In two images of the Garden of Kōraku-en, Wright photographed the Enyo-tei house and its surrounding garden. The building historically served as a reception area for important guests of the daimyo (feudal lord), and was designed as a site from which to view the landscape. Built in harmony with its natural setting, the roof eaves and verandas of the building extend out into the surroundings, while translucent sliding panels are the only partitions on the interior. Together with the exposed wood columns and structural beams of the building, these elements were all designed to frame views of the garden.
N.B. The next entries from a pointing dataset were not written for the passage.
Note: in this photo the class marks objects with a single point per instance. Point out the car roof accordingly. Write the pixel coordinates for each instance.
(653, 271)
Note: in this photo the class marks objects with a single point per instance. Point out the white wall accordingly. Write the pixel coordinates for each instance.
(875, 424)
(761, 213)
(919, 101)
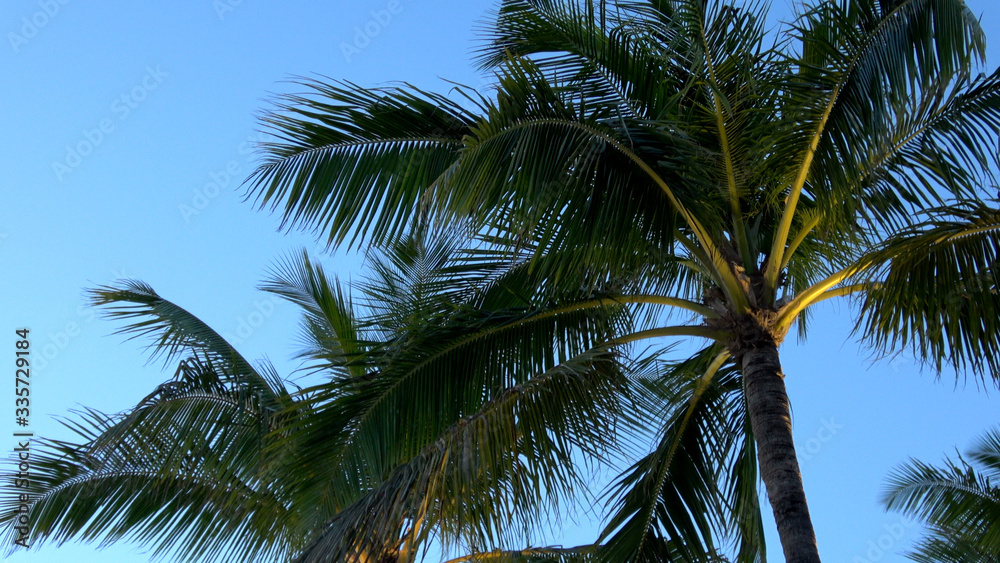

The floating roofs, dissolution of walls, and interior-exterior flow are all elements found in Wright’s Prairie buildings, which emerged in the first decade of the 20th century. In describing his visionary design philosophy, Wright explained: “Nature builds a tree from the inside out. That’s what organic architecture is. It’s building the way nature builds.” The architect started with the concept of free-flowing space, then designed a structure not only to harmonize with the natural site but to blur the boundaries between interior and exterior space.

Frederick C. Robie House, Chicago, Illinois, 1910
Frank Lloyd Wright
Photograph by James Caulfield
In Wright’s Prairie masterpiece the Robie House, the space seems to extend visually through ribbons of leaded glass windows and out to verandas and terraces. Cantilevered roofs parallel the ground, furthering the impression of sweep and spread.